Dr. Braun: I think combination immunotherapy will be absolutely critical. I think the questions that will be important is what are the rights combinations? What are the drugs to use in combination? And what is the type of benefit that you’re getting? And the reason why I think that’s critical to define is we know that if you add more drugs together, there’s going to be more side effects. Each drug has its own side effect, and if you have two of them, that’s going to be more than one. If you have four of them, that’s going to be more than two. And so you really have to define what is the goal of what you’re trying to do by combining multiple drugs together.

And in my mind, the overriding goal really should be to try to eradicate disease. I think this is something that people often shy away from, particularly in advanced or metastatic setting, but if you ask patients, and people have done this, [inaudible 00:13:35] has done this survey among patients that really, that is the goal. Complete remissions and durable remissions, essentially eradication of disease. And I think with immunotherapy, it’s provided a proof of concept that even in that metastatic setting, such eradication of disease is possible, it’s just not frequent enough. It’s still a far minority of patients for whom those current immune checkpoint inhibitors work really well, well enough to really hopefully get rid of the disease.

And so when you think about adding more drugs, I think that is a worthwhile endeavor. I think it should be done in ideally a rational way of thinking, why does a pairing of certain drugs make sense together? I think that’s important. Not just randomly throwing drugs together, though there obviously is benefit to empiricism as well, but as much as you can do this rationally, I think there’s a benefit. But also thinking what is the goal of what you’re trying to achieve?
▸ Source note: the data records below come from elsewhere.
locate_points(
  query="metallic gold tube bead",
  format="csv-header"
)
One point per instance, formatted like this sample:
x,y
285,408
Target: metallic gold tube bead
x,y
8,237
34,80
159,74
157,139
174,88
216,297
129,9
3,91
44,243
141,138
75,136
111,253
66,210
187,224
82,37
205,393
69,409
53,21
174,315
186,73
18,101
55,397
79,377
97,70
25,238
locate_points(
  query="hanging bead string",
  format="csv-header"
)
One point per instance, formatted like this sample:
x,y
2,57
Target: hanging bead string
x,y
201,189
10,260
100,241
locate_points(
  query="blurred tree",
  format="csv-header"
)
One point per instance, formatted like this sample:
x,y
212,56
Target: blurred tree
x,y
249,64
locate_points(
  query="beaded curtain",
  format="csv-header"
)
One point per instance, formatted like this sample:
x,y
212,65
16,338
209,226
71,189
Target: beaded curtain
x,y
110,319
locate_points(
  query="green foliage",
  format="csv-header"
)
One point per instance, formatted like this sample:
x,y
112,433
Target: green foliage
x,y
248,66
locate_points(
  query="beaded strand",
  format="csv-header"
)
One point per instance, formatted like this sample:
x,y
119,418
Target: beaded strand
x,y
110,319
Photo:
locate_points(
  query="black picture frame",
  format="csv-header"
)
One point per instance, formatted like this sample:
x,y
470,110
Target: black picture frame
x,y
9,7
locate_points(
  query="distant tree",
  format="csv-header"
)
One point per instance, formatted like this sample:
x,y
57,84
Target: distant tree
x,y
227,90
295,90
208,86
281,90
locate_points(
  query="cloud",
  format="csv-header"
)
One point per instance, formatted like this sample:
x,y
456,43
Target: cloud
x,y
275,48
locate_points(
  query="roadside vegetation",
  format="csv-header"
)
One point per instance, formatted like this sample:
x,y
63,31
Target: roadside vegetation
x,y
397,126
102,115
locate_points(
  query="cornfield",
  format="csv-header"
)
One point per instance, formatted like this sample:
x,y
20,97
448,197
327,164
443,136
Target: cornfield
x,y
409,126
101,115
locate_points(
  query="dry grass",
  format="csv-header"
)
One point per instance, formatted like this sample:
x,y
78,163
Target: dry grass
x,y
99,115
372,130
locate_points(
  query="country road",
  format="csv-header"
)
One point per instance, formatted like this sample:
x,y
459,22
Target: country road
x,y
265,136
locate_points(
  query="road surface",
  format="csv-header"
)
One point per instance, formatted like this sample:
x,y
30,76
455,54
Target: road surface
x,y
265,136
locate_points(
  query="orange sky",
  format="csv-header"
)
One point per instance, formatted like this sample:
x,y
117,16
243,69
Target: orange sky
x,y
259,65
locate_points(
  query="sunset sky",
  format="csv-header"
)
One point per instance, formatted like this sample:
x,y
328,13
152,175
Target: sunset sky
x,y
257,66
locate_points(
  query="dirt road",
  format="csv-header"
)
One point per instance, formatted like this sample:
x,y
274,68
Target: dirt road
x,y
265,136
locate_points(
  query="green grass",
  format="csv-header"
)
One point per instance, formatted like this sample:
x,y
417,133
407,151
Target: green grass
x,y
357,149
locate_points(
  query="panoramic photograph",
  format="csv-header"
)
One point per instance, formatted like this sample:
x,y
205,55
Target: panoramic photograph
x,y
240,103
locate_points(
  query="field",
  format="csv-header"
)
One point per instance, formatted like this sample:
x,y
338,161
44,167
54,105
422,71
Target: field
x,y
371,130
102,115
If you have four drugs together and it increases progression-free survival by three months, that might be a positive end point, but if it’s not actually curing more patients and it’s giving a lot more toxicity, is that really a meaningful benefit?

And so I think, thinking through really what is the benefit you’re going to get. I have a very memorable patient of mine who anytime we would start a new treatment, he’d ask very plainly, much more eloquently than I ever could, “Is the juice worth the squeeze?” And I think that’s really the question for these combination regimens. You’re going to have more side effects, probably you’re going to have better short-term outcomes like response and these sorts of things. But is the juice worth the squeeze? Is the combination of these drugs going to improve the tail of the curve leading to actually eradication of disease for more patients? I think that’s what’s going to be critical.